One of his worries about young Gaius Octavius had just been elucidated, though finding a solution would be hugely difficult. The boy shouldn't be let near horses or mules—yes, that had been true of Uncle Sextus as well! Military training was going to be almost impossible, yet it was absolutely obligatory for a man with aspirations to be consul. All very well for Brutus! His family was so powerful, so ancestor-rich, and his fortune so vast that no colleague or peer would ever be indelicate enough to refer to Brutus's lack of martial spirit. Whereas Octavius lacked imposing ancestors on his father's side, and bore his father's name. The patrician Julian blood was distaff blood, not manifest in his name. Poor fellow! His road to the consulship would prove hard, perhaps insuperable. If he lived to get that far.

Caesar got up to pace, bitterly disappointed. There didn't seem to be enough of a chance that Gaius Octavius would survive to warrant making the lad Caesar's heir. Back to Marcus Antonius—what a hideous prospect!

•      •      •

Lucius Marcius Philippus had extended an invitation to dinner at his spacious house on the Palatine to “celebrate your return to Rome” said the gracefully written note.

Cursing the waste of time but aware that family obligations insisted they attend, Caesar and Calpurnia arrived at the ninth hour of daylight to find themselves the only guests. Equipped with a dining room able to hold six couches, Philippus usually filled all six, but not today. Some warning alarm sounded; Caesar doffed his toga, made sure his thin layer of hair covered his scalp—he grew it long forward from the crown—and let the servant offer him a bowl of water to wash his feet. Naturally he was put in the locus consularis, the place of honor on Philippus's own couch, with young Gaius Octavius at its far end from Caesar; Philippus took the middle position. His elder son wasn't present—was that the reason for his sense that something was wrong? Caesar wondered. Was he here to be informed that Philippus was divorcing his wife for adultery with his son? No, no, of course not! That wasn't the kind of news passed on at a dinner party with the wife sitting there. Marcia wasn't present either; just Atia and her daughter, Octavia, joined Calpurnia on the three chairs opposite the only occupied couch.

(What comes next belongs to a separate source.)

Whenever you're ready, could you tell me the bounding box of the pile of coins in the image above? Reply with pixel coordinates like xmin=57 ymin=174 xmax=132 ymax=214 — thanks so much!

Calpurnia looked delicious in an artfully draped lapis blue gown that echoed the color of her eyes; she was wearing the new sleeves, cut open from the shoulder and pinched together at intervals down the outer arm with little jeweled buttons. Atia had chosen a lavender blue that suited her fair beauty, and the young girl was exquisitely garbed in pale pink. How like her brother she was! The same masses of waving golden hair, his oval face, high cheekbones and nose with the sliding upward tilt. Her eyes alone were different, a clear aquamarine.